Zlatan breaks Saints' hearts
Man United 3 Southampton 2
That, as Zlatan Ibrahimovic powered the ball past Fraser Forster, was the sound of inevitability.
The Swede reasserted his world-class match-winning ability, Jose Mourinho again won the League Cup as his first piece of silverware at an English job - as he always does - and Manchester United claimed their 43rd major trophy as they beat Southampton 3-2 in a remarkable final at Wembley.
Those stats say an awful lot, especially when you consider this was the Portuguese's 13th major final, and the 11th he'd won. There can be no disputing the winning culture he creditably creates though just winning trophies.
However, how Southampton didn't win remains hard to explain, especially after having an onside Manolo Gabbiadini goal ruled out. How they came back from 2-0 down after that against such a big side remains even more difficult to explain, but so easy to admire.
How they ended up losing, however, is very easy to say.
Winning games like this is just what Ibrahimovic, Mourinho and United do. That will pain an exhausted Southampton, as they were so excellent. Just not excellent enough.
Southampton had started so much the better but, for exactly that reason, the first 44 minutes couldn't really have gone much better for United in the circumstances. They were awful, but somehow found themselves 2-0 ahead.
It shouldn't have even got to that point, given that Southampton had seemed to maximise their fine start with a goal. Cedric burst down the right on 12 minutes, to smash a cross in that Gabbiadini deflected in, only for the linesman to put his flag up because Ryan Bertrand - out of David De Gea's eyeline - was ahead of the play.
It was unlucky, but an abrasive Southampton were undeterred, until they faced another set-back just six minutes later. Oriol Romeu took down Ander Herrera just in front of the area, and Zlatan Ibrahimovic took the opportunity for one of his free-kick thunderbolts.
United were 1-0 up but Southampton were not down. They kept coming, kept ripping through the centre - to the point it was inevitable Mourinho brought on Carrick at half-time, for Mata - kept stinging De Gea's hands with shots, and kept looking to expose Rojo.
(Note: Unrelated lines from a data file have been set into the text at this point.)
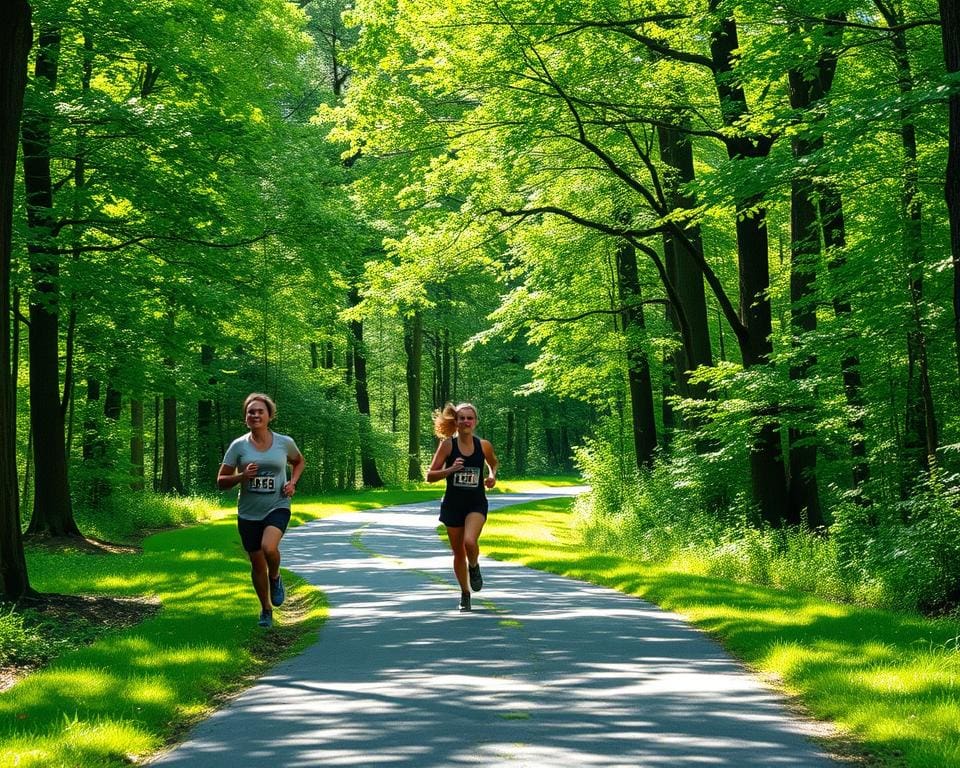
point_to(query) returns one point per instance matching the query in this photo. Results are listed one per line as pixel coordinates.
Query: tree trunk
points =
(15, 40)
(768, 476)
(921, 429)
(807, 89)
(950, 32)
(208, 456)
(52, 506)
(638, 367)
(835, 241)
(136, 444)
(170, 481)
(368, 466)
(413, 346)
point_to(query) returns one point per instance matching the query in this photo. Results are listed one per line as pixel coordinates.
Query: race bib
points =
(262, 484)
(468, 477)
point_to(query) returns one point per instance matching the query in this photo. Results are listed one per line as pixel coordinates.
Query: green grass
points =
(889, 681)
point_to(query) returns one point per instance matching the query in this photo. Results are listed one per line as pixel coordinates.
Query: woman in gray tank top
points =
(257, 462)
(460, 459)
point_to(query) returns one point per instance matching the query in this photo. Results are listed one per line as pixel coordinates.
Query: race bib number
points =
(468, 477)
(262, 484)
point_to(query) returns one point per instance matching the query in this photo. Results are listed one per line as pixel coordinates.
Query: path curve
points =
(546, 671)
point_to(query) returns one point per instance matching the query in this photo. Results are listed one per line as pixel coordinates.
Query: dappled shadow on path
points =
(545, 671)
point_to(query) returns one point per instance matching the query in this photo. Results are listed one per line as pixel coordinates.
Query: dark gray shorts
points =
(455, 515)
(251, 531)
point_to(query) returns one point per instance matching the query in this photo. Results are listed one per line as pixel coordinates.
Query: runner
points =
(459, 459)
(258, 462)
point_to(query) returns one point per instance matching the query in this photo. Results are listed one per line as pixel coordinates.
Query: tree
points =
(15, 41)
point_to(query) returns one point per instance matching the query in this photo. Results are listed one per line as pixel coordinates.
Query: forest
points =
(704, 253)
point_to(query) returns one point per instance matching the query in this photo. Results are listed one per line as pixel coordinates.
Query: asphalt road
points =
(546, 671)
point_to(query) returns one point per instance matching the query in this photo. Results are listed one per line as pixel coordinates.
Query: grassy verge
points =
(889, 681)
(133, 690)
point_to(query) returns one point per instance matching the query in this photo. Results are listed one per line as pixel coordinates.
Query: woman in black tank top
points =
(459, 460)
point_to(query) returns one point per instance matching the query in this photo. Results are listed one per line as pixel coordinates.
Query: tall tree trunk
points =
(208, 459)
(638, 367)
(950, 32)
(370, 476)
(835, 241)
(170, 481)
(136, 444)
(52, 506)
(768, 476)
(15, 39)
(676, 151)
(413, 346)
(921, 428)
(807, 90)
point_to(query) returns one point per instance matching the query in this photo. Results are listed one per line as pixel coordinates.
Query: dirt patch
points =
(86, 544)
(76, 619)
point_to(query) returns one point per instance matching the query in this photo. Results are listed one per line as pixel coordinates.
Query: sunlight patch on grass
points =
(890, 680)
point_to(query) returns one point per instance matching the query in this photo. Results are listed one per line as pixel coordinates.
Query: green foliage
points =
(125, 516)
(20, 642)
(888, 680)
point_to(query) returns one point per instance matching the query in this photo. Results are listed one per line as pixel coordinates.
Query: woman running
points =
(258, 463)
(459, 459)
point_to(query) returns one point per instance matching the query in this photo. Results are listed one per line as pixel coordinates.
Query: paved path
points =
(546, 672)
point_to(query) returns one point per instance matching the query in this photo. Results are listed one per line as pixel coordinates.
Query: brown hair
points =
(445, 420)
(265, 399)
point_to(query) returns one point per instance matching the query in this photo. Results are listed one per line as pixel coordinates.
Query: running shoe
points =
(277, 593)
(476, 580)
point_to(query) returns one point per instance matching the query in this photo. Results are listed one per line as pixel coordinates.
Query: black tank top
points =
(467, 484)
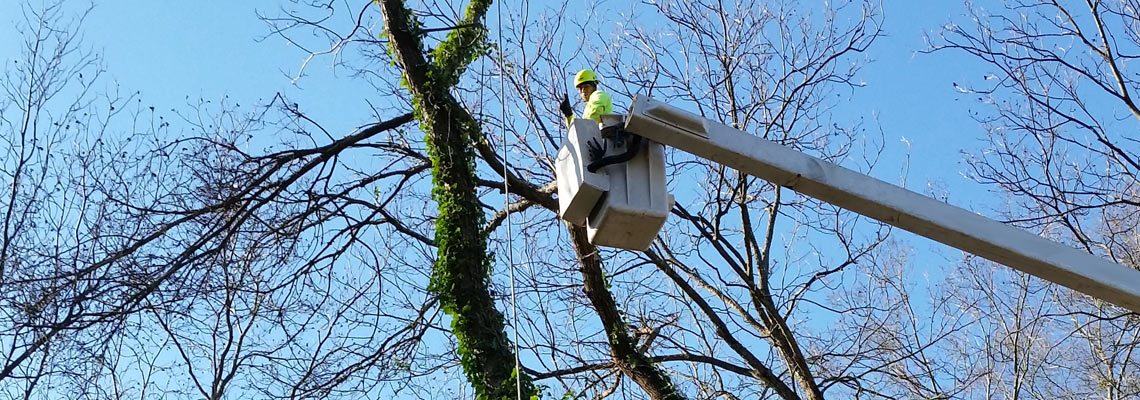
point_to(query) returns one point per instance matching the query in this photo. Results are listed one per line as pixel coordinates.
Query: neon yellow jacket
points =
(600, 103)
However, after 39 minutes Rojo burst down the left and played a quick exchange with Anthony Martial and Juan Mata, before cutting inside to feed Jesse Lingard. And, as he always seems to do at Wembley, Lingard scored.
He sliced the ball into the corner and surely cut Southampton's legs away to win the League Cup by half-time.
But no. If anything, Southampton only stood taller.
This was what was so impressive about their display. For many other sides of their size or even fewer resources, to have the start they had, and the goal they had disallowed, and then go 2-0 down to a big side, that would been it. It would have felt all too crushingly familiar, all too crushingly inevitable.
Not Southampton. At least not yet.
They kept persisting with the same gameplan, and just kept persisting. By the end of that opening 45 minutes, they were back in it, and it was so telling that Gabbiadini scored with a move so similar to the strike he had ruled out.
Southampton so evidently felt this was on, and kept impressively going for it. Within minutes of the second half starting, they were level.
Gabbiadini seemed to be on a level above everyone on the pitch, as he expertly spun around in the box to beat everyone to a dropping ball and instinctively finished past a stranded De Gea.
At that point, there seemed only one winner. The excellent Oriol Romeu should have claimed it with a header that cannoned back off the bar.
That, however, was to prove their big chance.
The big side was soon to remind them of why you need to take such opportunities.
You could sense the tone of the game changing at that point. Ibrahimovic, meanwhile, remains unchanging.
On 87 minutes, as the pushed-to-the-limit Southampton players went a little too slack at the back, United took a lot. Ibrahimovic had himself started the move, with a clever touch just inside the opposition half, with substitute Marcus Rashford then doing so well to feed the ball out to Herrera. He perfectly picked the cross, and the rising Ibrahimovic picked his spot with a header he had so much time for.
The Swede apparently remains timeless, as does Mourinho's capacity to win trophies.
And in the end - it was just inevitable.
Man United: De Gea, Valencia, Bailly, Smalling, Rojo, Herrera, Pogba, Lingard (Rashford, 77 mins), Mata (Carrick, 46 mins), Martial (Fellaini, 90 mins), Ibrahimovic. Unused subs: Romero, Blind, Young, Rooney.
Southampton: Forster, Cedric, Yoshida, Stephens, Bertrand, Romeu, Davis (Rodriguez, 90 mins), Ward-Prowse, Tadic (Boufal, 78 mins), Redmond, Gabbiadini (Long, 83 mins). Unused subs: Hassen, Caceres, McQueen, Hojbjerg.